Lenihan a aussi dit que le Royaume Uni et le FMI
n’avaient pas exigé des modifications du taux d’imposition au cours
des récentes discussions. « Donc, cette question n’est plus à
l’ordre du jour, ça doit être clair pour tout le monde, » a-t-il
conclu.
Au lieu de cela, le gouvernement irlandais imposera une
nouvelle série de mesures de rigueur devant être annoncées ce mercredi. Une
série de propositions circulent déjà dans les médias, dont : la
suppression de 28.000 emplois supplémentaires dans le secteur public, une
augmentation substantielle de l’impôt foncier et du prix de l’eau,
une réduction de 10 pour cent supplémentaires des prestations sociales et
l’introduction d’impôts sur les bas salaires des travailleurs qui
en sont actuellement exemptés.
En plus de la pénalisation des petits revenus, le
gouvernement envisage de réduire le salaire minimum de 8,65 euros à 7,65 euros
de l’heure pour faire accepter aux travailleurs des emplois qui sont
encore moins payés.
Aux dires du ministre néerlandais des Finances, Jan Kees
de Jager, « L’Irlande devra faire des coupes rapides et
claires. » En se référant au budget à venir, un blog du Financial Times
évoque « des douleurs terribles qui attendent les citoyens
irlandais. »
L’acceptation du plan UE/FMI par Dublin a été
accueillie par un flot d’appels à la démission du gouvernement irlandais
dont celui du principal journal de l’Irlande, l’Irish Times.

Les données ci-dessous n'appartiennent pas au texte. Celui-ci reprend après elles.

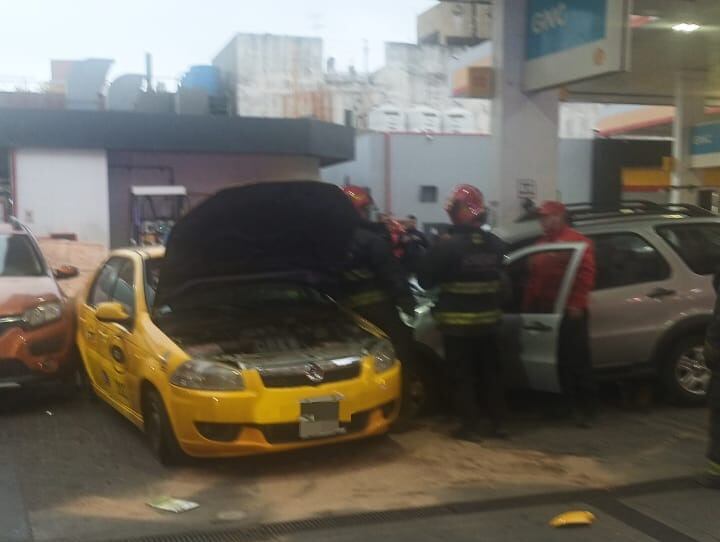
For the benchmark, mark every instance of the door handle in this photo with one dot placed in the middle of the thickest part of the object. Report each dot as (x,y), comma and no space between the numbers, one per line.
(117,354)
(537,326)
(658,293)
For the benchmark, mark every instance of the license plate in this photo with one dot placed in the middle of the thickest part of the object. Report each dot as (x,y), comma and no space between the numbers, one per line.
(320,417)
(9,385)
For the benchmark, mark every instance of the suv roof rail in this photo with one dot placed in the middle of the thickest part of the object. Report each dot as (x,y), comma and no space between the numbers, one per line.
(584,212)
(17,225)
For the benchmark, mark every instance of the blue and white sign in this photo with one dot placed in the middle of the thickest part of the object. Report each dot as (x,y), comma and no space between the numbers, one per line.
(705,145)
(571,40)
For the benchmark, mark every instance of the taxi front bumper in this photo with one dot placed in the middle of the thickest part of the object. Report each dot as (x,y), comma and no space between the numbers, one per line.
(262,420)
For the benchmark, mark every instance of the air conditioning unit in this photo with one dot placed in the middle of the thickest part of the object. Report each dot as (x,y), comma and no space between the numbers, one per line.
(456,24)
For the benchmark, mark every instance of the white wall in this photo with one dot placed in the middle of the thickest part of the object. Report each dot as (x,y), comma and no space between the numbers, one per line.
(63,191)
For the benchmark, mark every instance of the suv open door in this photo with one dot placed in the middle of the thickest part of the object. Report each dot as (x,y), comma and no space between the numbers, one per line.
(532,337)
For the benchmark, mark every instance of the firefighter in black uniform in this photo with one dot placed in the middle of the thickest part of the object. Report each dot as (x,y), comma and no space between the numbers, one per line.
(467,267)
(374,285)
(712,358)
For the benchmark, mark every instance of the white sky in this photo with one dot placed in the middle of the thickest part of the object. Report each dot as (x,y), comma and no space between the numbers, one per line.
(180,33)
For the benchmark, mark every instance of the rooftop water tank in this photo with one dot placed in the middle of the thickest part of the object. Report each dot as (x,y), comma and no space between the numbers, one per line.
(423,119)
(205,78)
(387,118)
(458,121)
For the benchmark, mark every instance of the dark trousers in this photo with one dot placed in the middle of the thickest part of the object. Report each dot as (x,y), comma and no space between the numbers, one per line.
(472,359)
(386,317)
(714,403)
(575,365)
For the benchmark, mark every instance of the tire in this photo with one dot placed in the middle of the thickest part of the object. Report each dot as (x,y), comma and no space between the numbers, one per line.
(685,376)
(158,430)
(421,395)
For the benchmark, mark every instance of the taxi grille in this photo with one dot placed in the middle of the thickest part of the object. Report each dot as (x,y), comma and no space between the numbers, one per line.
(296,377)
(8,323)
(13,368)
(285,433)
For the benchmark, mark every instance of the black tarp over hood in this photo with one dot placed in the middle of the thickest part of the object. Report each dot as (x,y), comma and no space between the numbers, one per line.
(254,229)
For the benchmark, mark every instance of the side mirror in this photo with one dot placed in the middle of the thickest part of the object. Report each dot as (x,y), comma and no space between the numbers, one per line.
(66,272)
(112,313)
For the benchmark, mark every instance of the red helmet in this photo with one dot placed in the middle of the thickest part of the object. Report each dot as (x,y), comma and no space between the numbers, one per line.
(465,204)
(358,196)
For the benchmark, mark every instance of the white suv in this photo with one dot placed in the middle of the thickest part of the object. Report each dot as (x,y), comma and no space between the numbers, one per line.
(652,301)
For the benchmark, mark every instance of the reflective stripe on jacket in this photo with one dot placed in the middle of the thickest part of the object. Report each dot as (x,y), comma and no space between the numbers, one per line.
(467,268)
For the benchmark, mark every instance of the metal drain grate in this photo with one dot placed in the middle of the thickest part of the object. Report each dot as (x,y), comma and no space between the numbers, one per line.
(272,531)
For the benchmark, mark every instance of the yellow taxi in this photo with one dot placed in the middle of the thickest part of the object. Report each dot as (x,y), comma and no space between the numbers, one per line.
(230,364)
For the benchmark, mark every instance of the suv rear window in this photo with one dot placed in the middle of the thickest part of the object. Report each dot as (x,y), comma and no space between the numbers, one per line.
(697,244)
(626,258)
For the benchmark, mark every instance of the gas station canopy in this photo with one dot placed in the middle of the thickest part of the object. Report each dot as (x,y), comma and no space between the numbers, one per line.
(659,52)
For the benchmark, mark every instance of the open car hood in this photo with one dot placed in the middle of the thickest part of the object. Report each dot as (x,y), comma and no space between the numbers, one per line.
(256,229)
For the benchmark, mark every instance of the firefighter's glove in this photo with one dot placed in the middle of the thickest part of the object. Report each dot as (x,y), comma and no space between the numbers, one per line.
(407,305)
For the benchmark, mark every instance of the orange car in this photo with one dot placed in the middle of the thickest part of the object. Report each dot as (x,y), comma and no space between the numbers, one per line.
(36,322)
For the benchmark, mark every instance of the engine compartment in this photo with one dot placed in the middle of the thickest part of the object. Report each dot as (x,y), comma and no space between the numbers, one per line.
(281,340)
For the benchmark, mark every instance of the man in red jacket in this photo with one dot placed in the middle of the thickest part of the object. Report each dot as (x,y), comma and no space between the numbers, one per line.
(546,273)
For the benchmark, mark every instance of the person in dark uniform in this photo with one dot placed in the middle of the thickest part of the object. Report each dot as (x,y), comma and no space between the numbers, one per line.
(467,266)
(415,243)
(374,285)
(711,478)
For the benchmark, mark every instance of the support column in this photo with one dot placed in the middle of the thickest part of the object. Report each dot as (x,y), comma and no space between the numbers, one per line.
(689,111)
(524,126)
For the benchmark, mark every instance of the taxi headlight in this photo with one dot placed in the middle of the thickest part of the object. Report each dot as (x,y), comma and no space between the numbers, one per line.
(208,375)
(383,355)
(43,314)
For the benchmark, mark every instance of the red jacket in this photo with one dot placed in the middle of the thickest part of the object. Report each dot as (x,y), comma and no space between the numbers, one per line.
(548,269)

Dans les milieux politiques, toutefois, l’unanimité est de mise que tout
remaniement politique du gouvernement ne doit se faire qu'après
l’adoption réussie du programme d’austérité.
Le parti d’opposition Fine Gael a dit qu’il
soutiendra tout budget proposé par le gouvernement Fianna Fail. Le Parti des
Verts, qui compte trois ministres dans l’actuel gouvernement, a dit
qu’il retirera ses ministres et a appelé à de nouvelles élections
l’année prochaine tout en indiquant clairement qu’il soutiendra les
coupes budgétaires qui seront annoncées mercredi.
Après avoir imposé en Grèce et en Irlande des mesures
d’austérité qui annulent des réformes sociales vieilles de plusieurs
décennies et dégradent les salaires et les conditions de travail, la
ploutocratie financière porte maintenant son regard sur le Portugal et
l’Espagne.
Le magazine britannique Economist
s'est déjà déclaré en faveur de proposer au Portugal le même plan que celui qui
a été négocié par l’UE et le FMI avec l’Irlande, en argumentant que
les malheurs économiques du Portugal sont peut-être encore plus graves.